Corporate Bonds. Österreichische Firmen haben im ersten Halbjahr 2005 über Anleihen fast doppelt soviel Kapital aufgenommen als im gesamten Jahr 2004.
Wien. Der Markt für Anleihen spielt in der öffentlichen Wahrnehmung oft ein Mauerblümchendasein. Dabei ist der Markt vom Volumen her weit größer als der Aktienmarkt, sagt Florian Vanek, der Anleihenexperte der Wiener Börse, im "Presse"-Gespräch. An der Wiener Börse notieren derzeit Anleihen im Volumen von 343 Mrd. Euro. Das entspricht rund 1,5mal dem österreichischen BIP. Zwei Drittel dieser Papiere wurden von der öffentlichen Hand - also Bund, Ländern, Gemeinden und staatlichen Unternehmen - begeben. Das größte Wachstumssegment sei aber jenes der Unternehmensanleihen, sagt Vanek.
Heuer wurden von Unternehmen bereits Anleihen im Volumen von 2,5 Mrd. Euro begeben - das entspricht fast dem Doppelten des Vorjahresvolumens von 1,3 Mrd. Euro. Größter Brocken mit einer Mrd. Euro waren dabei zwei Anleihen der Telekom Austria (siehe Grafik).

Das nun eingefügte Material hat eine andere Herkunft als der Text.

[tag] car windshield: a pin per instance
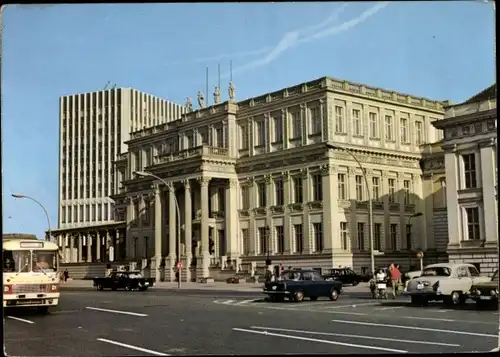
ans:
(437, 271)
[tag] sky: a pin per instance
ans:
(438, 50)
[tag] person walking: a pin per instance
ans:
(395, 277)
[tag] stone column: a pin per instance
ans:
(306, 225)
(80, 248)
(71, 249)
(330, 209)
(188, 225)
(231, 219)
(172, 232)
(205, 254)
(89, 247)
(489, 192)
(98, 246)
(286, 220)
(158, 229)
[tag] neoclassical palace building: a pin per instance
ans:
(254, 180)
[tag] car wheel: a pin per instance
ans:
(299, 296)
(334, 294)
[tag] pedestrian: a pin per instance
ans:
(395, 279)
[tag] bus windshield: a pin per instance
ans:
(17, 261)
(44, 261)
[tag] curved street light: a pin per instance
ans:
(370, 203)
(170, 186)
(20, 195)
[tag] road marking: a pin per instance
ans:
(354, 336)
(320, 341)
(133, 347)
(389, 308)
(117, 311)
(19, 319)
(244, 302)
(416, 328)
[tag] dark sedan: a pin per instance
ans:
(302, 283)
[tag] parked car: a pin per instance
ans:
(487, 292)
(300, 283)
(128, 280)
(344, 275)
(450, 283)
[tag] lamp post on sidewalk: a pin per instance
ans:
(20, 195)
(408, 237)
(170, 186)
(370, 203)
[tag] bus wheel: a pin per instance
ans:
(42, 310)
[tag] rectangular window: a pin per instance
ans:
(317, 187)
(344, 236)
(280, 239)
(244, 136)
(376, 188)
(261, 189)
(262, 240)
(419, 133)
(296, 125)
(318, 237)
(357, 123)
(299, 238)
(404, 131)
(245, 237)
(361, 236)
(392, 190)
(373, 125)
(339, 120)
(389, 128)
(473, 231)
(377, 235)
(279, 192)
(470, 178)
(245, 197)
(359, 187)
(278, 129)
(297, 190)
(342, 186)
(315, 118)
(261, 133)
(407, 191)
(394, 236)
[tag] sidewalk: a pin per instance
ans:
(219, 286)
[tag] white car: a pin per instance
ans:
(450, 283)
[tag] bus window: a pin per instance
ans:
(44, 260)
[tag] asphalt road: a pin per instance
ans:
(103, 323)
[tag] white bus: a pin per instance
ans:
(30, 273)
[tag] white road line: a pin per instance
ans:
(116, 311)
(145, 350)
(416, 328)
(19, 319)
(354, 336)
(389, 308)
(320, 341)
(244, 302)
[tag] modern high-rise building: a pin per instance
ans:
(92, 131)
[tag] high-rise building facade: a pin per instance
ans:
(92, 131)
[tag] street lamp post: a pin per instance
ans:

Den Grund für das große Interesse der Unternehmen an Anleihen liegt laut Vanek vor allem in den historisch niedrigen Zinsen. Für viele Unternehmen sind Anleihen der Probelauf für einen Börsegang, weil sie erstmals eine vertiefte Prüfung (Due Diligence) durchlaufen müssen, sagt Christian Temmel, Anleihenexperte der Anwaltskanzlei Wolf Theiss. Er hat heuer bereits mehrere große Emissionen wie Wienerberger und Porr begleitet. Für Temmel liegt der große Vorteil von Anleihen aus Sicht der Unternehmen in der günstigeren Finanzierung im Vergleich zu einem Börsegang. Die Aufnahme von Fremdkapital über Anleihen sei immer günstiger als über Eigenkapital - unter anderem auch, weil die Fremdkapitalzinsen steuerlich absetzbar sind. Temmel erwartet, dass sich die große Aktivität am Anleihenmarkt im Herbst fortsetzen wird.
Für Vanek und Temmel sind Unternehmensanleihen aufgrund der vergleichsweise attraktiven Verzinsung ein guter Ersatz für das nur äußerst mager verzinste Sparbuch. Wer die Anleihe im Rahmen der Emission kauft und bis zum Ende der Laufzeit hält hat kein Kursrisiko, da jede Anleihe zum Laufzeitende wieder zum Ausgabekurs getilgt wird. Vanek rät Einsteigern, die Anleihen über die Börsen kaufen wollen, zu Papieren, "deren Kurs unter Pari (100, Anm.) liegt". Wer diese bis zum Ende der Laufzeit hält hat zusätzlich zur jährlichen Zinszahlung einen garantierten Kursgewinn, da sie zum Emissionskurs (100) getilgt werden. Dieser Kursgewinn ist steuerfrei, wenn zwischen Kauf und Verkauf mehr als zwölf Monate liegen. Von den Zinserträgen wird die 25prozentige KESt abgezogen.
Aus Anlegersicht sind kurzlaufende Papiere mit fünf bis sieben Jahren Laufzeit attraktiver. Sollten die Zinsen steigen, ist das Risiko von Kursverlusten geringer. Bei einem Zinsanstieg sind alte niedrig verzinste Anleihen weniger attraktiv und büßen daher an Wert ein.